2003 Seattle Annual Meeting (November 2–5, 2003)

Paper No. 11
Presentation Time: 8:00 AM-12:00 PM

MEDICINE LAKE VOLCANO: RESULTS OF GEOLOGIC MAPPING AND ARGON DATING


DONNELLY-NOLAN, Julie M., U.S. Geological Survey, 345 Middlefield Road, MS 910, Menlo Park, CA 94025, LANPHERE, Marvin A., U.S. Geol Survey, 345 Middlefield Rd, Menlo Park, CA 94025 and RAMSEY, David W., U.S. Geol Survey, 345 Middlefield Rd, MS 910, Menlo Park, CA 94025, jdnolan@usgs.gov

Medicine Lake volcano (MLV) is a broad shield lying east of the main Cascade axis. It covers ~2000 km2 in northern California NE of Mt.

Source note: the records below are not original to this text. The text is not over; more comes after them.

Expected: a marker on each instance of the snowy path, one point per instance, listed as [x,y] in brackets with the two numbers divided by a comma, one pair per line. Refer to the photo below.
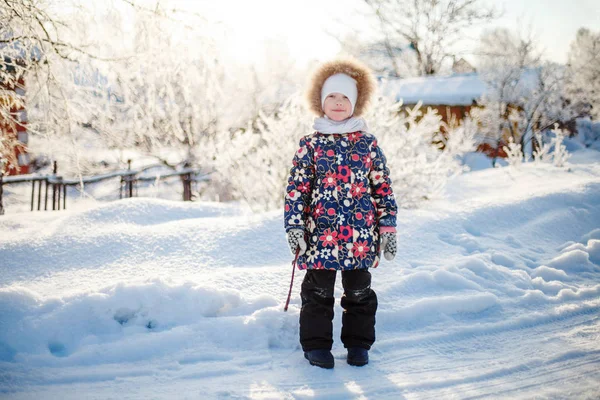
[495,293]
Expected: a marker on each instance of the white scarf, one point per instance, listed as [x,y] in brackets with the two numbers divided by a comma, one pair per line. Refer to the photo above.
[328,126]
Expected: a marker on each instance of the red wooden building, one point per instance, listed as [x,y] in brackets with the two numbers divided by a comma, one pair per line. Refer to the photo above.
[452,97]
[12,97]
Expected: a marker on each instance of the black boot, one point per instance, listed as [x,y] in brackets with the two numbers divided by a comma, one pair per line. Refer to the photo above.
[358,356]
[320,357]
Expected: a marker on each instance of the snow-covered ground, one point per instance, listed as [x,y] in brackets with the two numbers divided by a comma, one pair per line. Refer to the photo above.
[495,292]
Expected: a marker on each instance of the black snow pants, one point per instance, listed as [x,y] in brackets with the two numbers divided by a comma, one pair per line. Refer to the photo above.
[359,302]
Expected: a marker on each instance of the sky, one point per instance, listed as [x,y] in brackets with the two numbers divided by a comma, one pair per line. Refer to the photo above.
[306,29]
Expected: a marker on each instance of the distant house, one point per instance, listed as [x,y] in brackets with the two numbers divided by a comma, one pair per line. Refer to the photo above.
[452,96]
[16,125]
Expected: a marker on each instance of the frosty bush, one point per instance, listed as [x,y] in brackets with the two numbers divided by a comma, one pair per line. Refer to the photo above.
[514,153]
[253,166]
[551,147]
[419,169]
[589,132]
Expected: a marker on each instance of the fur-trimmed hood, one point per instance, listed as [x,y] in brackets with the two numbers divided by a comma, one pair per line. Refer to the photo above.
[365,83]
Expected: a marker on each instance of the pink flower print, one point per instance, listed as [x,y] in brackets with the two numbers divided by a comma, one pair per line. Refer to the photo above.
[318,265]
[345,233]
[293,195]
[359,249]
[329,238]
[302,151]
[330,180]
[318,153]
[358,190]
[377,177]
[370,218]
[383,190]
[343,173]
[318,210]
[304,187]
[354,136]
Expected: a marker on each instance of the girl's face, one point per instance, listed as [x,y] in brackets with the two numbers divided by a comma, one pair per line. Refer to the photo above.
[337,107]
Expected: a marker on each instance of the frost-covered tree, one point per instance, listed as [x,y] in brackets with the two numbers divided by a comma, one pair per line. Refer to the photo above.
[583,86]
[419,168]
[524,95]
[253,165]
[514,152]
[429,28]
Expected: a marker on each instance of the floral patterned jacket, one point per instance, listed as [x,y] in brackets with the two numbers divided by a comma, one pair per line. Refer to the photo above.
[340,194]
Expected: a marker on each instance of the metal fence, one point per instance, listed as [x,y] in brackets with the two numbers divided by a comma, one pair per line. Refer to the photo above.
[54,187]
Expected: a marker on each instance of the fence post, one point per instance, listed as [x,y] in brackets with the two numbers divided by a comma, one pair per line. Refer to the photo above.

Shasta; estimated volume is ~600 km3. Mapped Medicine Lake lavas are predominantly mafic. Basalt covers 66%, basaltic andesite 13%, and andesite 15%, whereas exposed rhyolitic and dacitic lavas are rare and total only 6%. By contrast, drill hole data reveal a volcano with a core consisting of 50-60% silicic flows, domes, and minor tuffs mantled by an overlay of predominantly mafic lavas. Many of these older silicic units are not exposed at the surface. Ar dating of most that are exposed plus correlation of drill hole units and a limited number of dates on drill hole samples indicate that the surprisingly silicic core of the volcano dates from about 0.48 to 0.30 Ma. Dates on the stratigraphically lowest mafic lavas at MLV fall into this time frame and indicate that volcanism at MLV began at ~0.5 Ma. However, the bulk of the mafic shield-forming lavas are younger than 0.3 Ma. Rhyolites were scarce after 0.3 Ma until late Holocene time, when they make up about 20% of the erupted post-glacial volume. The history of the volcano has been punctuated by distinctive episodes including a dacite episode around 0.2 Ma that apparently culminated in eruption of the tuff of Antelope Well (Andesite Tuff of Anderson, 1941), which is the volcano’s only ash-flow tuff. The age of this widespread marker unit is constrained to be about 0.18 Ma. At ~0.1 Ma, high-Na andesite and dacite that is compositionally unique in MLV’s history built the N, S, and E rims of the caldera. Eruption of these lavas was followed soon after by several large basalt flows such that the combined area covered during this episode amounts to nearly 1/3 of the area of MLV. Post-glacial eruptive activity had been previously documented as strongly episodic. New evidence indicates that rhyolites with SiO2 contents >73.1 wt. percent erupted in the late Holocene for the first time since 0.3 Ma.